Quizás todo esto suene demasiado gnóstico para algunos; pero lo que diferencia el cine evidente del cine hermético es esa disposición de símbolos que abren al espectador un horizonte de trascendencia espiritual por medio del Conocimiento interior. La pregunta fundamental de toda forma de gnosis, más allá de las diferencias puntuales de cada grupo gnóstico, es acerca de la existencia del Mal en el mundo. Es el conocimiento, precisamente, lo que permite trascender del Dios exotérico que permite el Mal al Dios esotérico que permite descubrir el origen, el nacimiento, por medio del Mal que también nos conforma, y con ello habilitar al depositario de esa sabiduría para iniciar el viaje alquímico hacia el renacimiento transformador.
Ninguna religión o dogma puede habilitar el conocimiento de esa sabiduría por medio de su doctrina exotérica; debe ser el propio gnóstico entendido como “buscador de la verdad” quien se abra paso por medio de distintas religiones y filosofías hasta aquello del mundo exterior que dialoga, por medio de sus dramatis personae, directamente con su mundo interior. Lo mismo se puede decir del entramado de imágenes, a modo de imago mundi, que pone a nuestra disposición el cine hermético. El significado de la apertura al Misterio siempre será imposible de cerrar en una única interpretación del mismo. Aceptar ese reto es el primer rito de paso para la verdadera iniciación cinéfila que permite apreciar la poesía en el cine.

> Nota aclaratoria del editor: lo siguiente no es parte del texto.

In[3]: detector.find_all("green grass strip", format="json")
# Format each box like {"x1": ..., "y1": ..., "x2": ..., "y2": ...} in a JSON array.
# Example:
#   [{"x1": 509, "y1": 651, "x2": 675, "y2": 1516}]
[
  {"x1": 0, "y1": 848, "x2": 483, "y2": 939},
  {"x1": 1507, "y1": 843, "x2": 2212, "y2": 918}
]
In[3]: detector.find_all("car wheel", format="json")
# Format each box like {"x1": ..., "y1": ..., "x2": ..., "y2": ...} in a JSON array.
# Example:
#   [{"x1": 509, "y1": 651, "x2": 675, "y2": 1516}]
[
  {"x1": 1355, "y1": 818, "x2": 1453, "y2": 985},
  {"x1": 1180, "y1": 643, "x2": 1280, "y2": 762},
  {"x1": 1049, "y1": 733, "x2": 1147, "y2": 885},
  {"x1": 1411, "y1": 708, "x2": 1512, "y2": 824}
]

Resulta imposible de imaginar a un niño del siglo XXI emocionado con su trineo a la manera de Charles Foster Kane. Leamos a Lao-Tsé decir que “la verdadera plenitud parece vacía, pero su presencia es plena”, porque suya es la lección final del cine hermético: es en la sombra, en el silencio final, donde la expresión se sublima para decir aquello que resulta apofático y, por lo tanto, místicamente nos enmudece. Dejando que sea a cambio la cámara, a partir del grado máximo de concreción del que el Arte, todo gran Arte es capaz, quien exprese esta vez lo que es inefable y nos trasciende.

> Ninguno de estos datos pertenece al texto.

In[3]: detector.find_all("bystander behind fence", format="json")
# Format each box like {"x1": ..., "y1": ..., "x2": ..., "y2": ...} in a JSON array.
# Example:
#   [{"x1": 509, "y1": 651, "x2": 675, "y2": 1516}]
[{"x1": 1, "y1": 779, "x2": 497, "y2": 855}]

Toda la simplicidad expresiva del cine queda contenida en esa Nada que lo dice Todo, en el fragmento de belleza que nos religa con el Uno que todo lo contiene, imponiendo a cambio una suerte de tranquila serenidad en el espectador. Es algo que encontramos inscrito en el “estilo trascendental” del cine presente en las películas de Ozu, de Dreyer, de Bresson o del propio D.W. Griffith, su patriarca: donde un árbol, al decir de Andrew Sarris, es siempre más que un árbol. Se convierte en un símbolo del Bien y del Mal, de la Vida y la Muerte, de lo Eterno y lo Efímero, gracias a la capacidad simbólica de su profundidad espiritual; y gracias también a una suerte de armonía cósmica que se abre, para aquellos que hemos perdido el sentido espiritual propio de la pre-Modernidad, por medio de la mirada redentora del cine hermético, hasta alcanzar un ideal de Belleza que por mucho tiempo se creyó perdido.